Batched matrix multiplication is the core operation that makes transformer inference efficient on modern GPUs. The attention computation for a batch of B sequences, each of length L, with d_k-dimensional keys and queries, computes BL × d_k multiplied by d_k × BL (keys transposed) to produce BL × BL attention scores — a single batched matrix operation that GPUs execute at their peak FLOP throughput. CUDA's cuBLAS library and PyTorch's torch.matmul use highly optimized GEMM (General Matrix Multiply) kernels that achieve close to theoretical peak throughput for these attention-sized matrix products, making matrix multiplication efficiency the dominant factor in transformer inference speed.
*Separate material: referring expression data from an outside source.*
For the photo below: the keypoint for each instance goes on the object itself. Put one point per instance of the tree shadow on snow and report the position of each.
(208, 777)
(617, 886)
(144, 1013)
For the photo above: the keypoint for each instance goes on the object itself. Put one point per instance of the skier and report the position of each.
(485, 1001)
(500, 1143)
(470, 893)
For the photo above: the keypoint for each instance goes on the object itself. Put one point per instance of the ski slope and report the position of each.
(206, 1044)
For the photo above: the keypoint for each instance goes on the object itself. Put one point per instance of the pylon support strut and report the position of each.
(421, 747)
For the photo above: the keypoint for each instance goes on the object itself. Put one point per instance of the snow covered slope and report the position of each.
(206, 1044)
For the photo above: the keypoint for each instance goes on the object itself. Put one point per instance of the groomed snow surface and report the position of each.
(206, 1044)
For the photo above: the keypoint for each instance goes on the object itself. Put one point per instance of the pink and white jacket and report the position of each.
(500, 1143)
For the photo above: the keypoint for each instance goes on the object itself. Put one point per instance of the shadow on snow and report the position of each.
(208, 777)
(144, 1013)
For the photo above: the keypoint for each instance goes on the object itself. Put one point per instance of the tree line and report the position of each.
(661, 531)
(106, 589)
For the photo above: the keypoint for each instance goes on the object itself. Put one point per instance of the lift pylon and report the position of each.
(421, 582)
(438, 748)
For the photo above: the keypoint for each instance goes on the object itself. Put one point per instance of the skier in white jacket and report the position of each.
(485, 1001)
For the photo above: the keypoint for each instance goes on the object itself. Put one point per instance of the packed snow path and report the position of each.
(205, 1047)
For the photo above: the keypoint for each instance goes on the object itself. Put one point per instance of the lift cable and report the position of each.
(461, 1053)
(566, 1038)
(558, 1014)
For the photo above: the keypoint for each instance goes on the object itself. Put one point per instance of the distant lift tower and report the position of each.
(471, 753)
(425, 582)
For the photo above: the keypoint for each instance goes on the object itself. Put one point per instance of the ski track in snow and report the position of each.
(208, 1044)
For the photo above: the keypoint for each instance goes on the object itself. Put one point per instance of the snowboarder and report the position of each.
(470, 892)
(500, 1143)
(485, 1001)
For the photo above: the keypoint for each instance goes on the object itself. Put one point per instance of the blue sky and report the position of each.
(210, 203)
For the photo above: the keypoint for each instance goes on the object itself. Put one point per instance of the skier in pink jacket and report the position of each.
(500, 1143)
Low-rank matrix decomposition underlies LoRA, the most widely used parameter-efficient fine-tuning method. LoRA decomposes the weight update ΔW into two low-rank matrices A (d × r) and B (r × d) where rank r ≪ d. The product BA approximates the full-rank update with only r(d_in + d_out) parameters instead of d_in × d_out, enabling fine-tuning that updates 0.1–1% of the effective parameters compared to full fine-tuning. The mathematical justification is that useful weight updates during fine-tuning are empirically low-rank — they affect a small subspace of the model's representation — making the low-rank approximation a good fit for task-specific adaptation.

Tensor operations in PyTorch follow broadcasting rules inherited from NumPy that enable element-wise operations between tensors of different shapes without explicit replication. Understanding broadcasting is essential for correctly implementing attention score scaling, positional encoding addition, and mask application. The most common broadcasting mistake in attention implementation is applying masks of shape (batch, heads, seq, seq) to attention scores of incompatible shapes — using tensor.shape print statements and the einops library's rearrange function to explicitly track dimension semantics prevents the silent shape errors that cause attention to compute on wrong token pairs.

Rotary Position Encoding (RoPE), used in LLaMA and many other recent models, applies a rotation transformation to the query and key vectors at each attention layer based on absolute token position. The key mathematical insight is that rotating vectors by position-dependent angles produces inner products that naturally decay with relative position distance, implementing position-relative attention without adding explicit position embeddings to the token representations. This algebraic property makes RoPE compatible with key-value cache extension techniques like position interpolation, enabling context length extension by scaling the rotation frequencies.